Rahman said his company, an international marketing services agency, was having performance issues with its Unix system in late 2003 and early 2004, and decided to move to a Linux alternative from Islandia, N.Y.-based Computer Associates International Inc.
ICLP was already using Ingres II, so when Rahman began looking for alternatives, he said his company was happy enough with Ingres to go with another CA alternative. That alternative was Ingres 2.6 for Linux, the beta version of what would later be released as Ingres r3 for Linux in August 2004.
Rahman said internal needs had grown within his company since they implemented Ingres II, and talk increased about looking for the best of both worlds: a low-cost option that could increase performance.
"We really needed to increase performance while not moving from the chip platform we had established. We basically wanted to see if we could get more power out of the box [we already had]." Rahman said.
ICLP began its transition by embarking on a "Linux evaluation course" to experiment with the open source operating system, Rahman explained.
Its initial findings discovered that by switching to the new release of Ingres 2.6 and an open source operating system, the company could squeeze as much as 3.5 times the performance out of the same applications.
Rahman said the entire implementation consisted of a simple "load and reload" of the new system, and he soon realized it was "one of the most painless migrations they had ever did" at ICLP. He added there was a distinct lack of challenges when making the switch from Ingres II to 2.6 and eventually to Ingres r3 for Linux, which was refreshing.
"For some reason over the last 10 years, the biggest pain was the whole installation process of Ingres. There were so many parameters, and you almost needed to understand the product at the deepest level before even running it," Rahman said. "Someone evaluating it [during that period] may have said it was too difficult, but now it's like 'click, click, click' and it starts up."
Why open source?
Rahman said open source has given his company more affordable computing. "If you have application support and you can reduce support costs, then you can afford to run more systems," he said. "For us, there are very few support calls to Ingres, and if we do, it's like 'hello, we've done everything.'"
"Those companies migrating from Ingres II to Ingres r3 are going to have a big shock, it runs like a rocket," Rahman said. "We'll be saying, 'sorry, we've already had the euphoria on 2.6.'"
Rahman said the next steps for his organization will continue to involve Linux and open source.

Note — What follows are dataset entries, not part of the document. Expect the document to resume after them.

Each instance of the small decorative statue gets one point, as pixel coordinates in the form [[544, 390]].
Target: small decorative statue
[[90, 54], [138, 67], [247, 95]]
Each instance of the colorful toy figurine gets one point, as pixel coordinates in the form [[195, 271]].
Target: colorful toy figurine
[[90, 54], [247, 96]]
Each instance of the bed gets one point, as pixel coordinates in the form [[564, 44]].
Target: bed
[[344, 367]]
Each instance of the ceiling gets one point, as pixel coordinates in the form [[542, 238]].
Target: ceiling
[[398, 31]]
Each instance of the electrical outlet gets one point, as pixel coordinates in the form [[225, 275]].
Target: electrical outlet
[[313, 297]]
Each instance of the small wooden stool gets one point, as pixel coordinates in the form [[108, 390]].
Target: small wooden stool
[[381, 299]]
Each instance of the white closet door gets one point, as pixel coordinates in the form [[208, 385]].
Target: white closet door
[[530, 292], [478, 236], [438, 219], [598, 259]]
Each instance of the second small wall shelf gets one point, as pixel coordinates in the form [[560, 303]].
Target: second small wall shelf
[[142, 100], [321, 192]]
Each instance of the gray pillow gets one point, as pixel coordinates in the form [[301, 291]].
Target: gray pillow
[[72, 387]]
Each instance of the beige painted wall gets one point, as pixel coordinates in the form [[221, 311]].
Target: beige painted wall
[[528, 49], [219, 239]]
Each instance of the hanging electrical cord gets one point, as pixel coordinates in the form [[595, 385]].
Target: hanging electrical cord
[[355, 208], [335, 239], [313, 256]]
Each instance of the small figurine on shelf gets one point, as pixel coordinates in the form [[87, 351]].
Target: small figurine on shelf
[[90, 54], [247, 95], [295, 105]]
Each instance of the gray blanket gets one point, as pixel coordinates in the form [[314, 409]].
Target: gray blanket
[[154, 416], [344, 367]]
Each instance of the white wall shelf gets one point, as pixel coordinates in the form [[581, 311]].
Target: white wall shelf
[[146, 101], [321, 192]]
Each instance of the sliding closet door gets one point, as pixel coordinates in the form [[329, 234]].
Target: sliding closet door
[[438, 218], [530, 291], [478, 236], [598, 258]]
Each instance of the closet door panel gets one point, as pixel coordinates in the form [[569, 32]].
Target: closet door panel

"For us we're going to Red Hat Linux and already looking at putting applications on a lower class server to run the same applications. To me that's affordable computing -- you see application running more powerfully but not on a bigger box."
Rahman is currently putting more memory into the system to capitalize on how Red Hat will use memory as part of a "very low-cost, high-return road map." Future plans also include the conversion of all Ingres 2 components to Ingres 2.6, and then a full conversion to Red Hat 3 and Ingres r3 for Linux.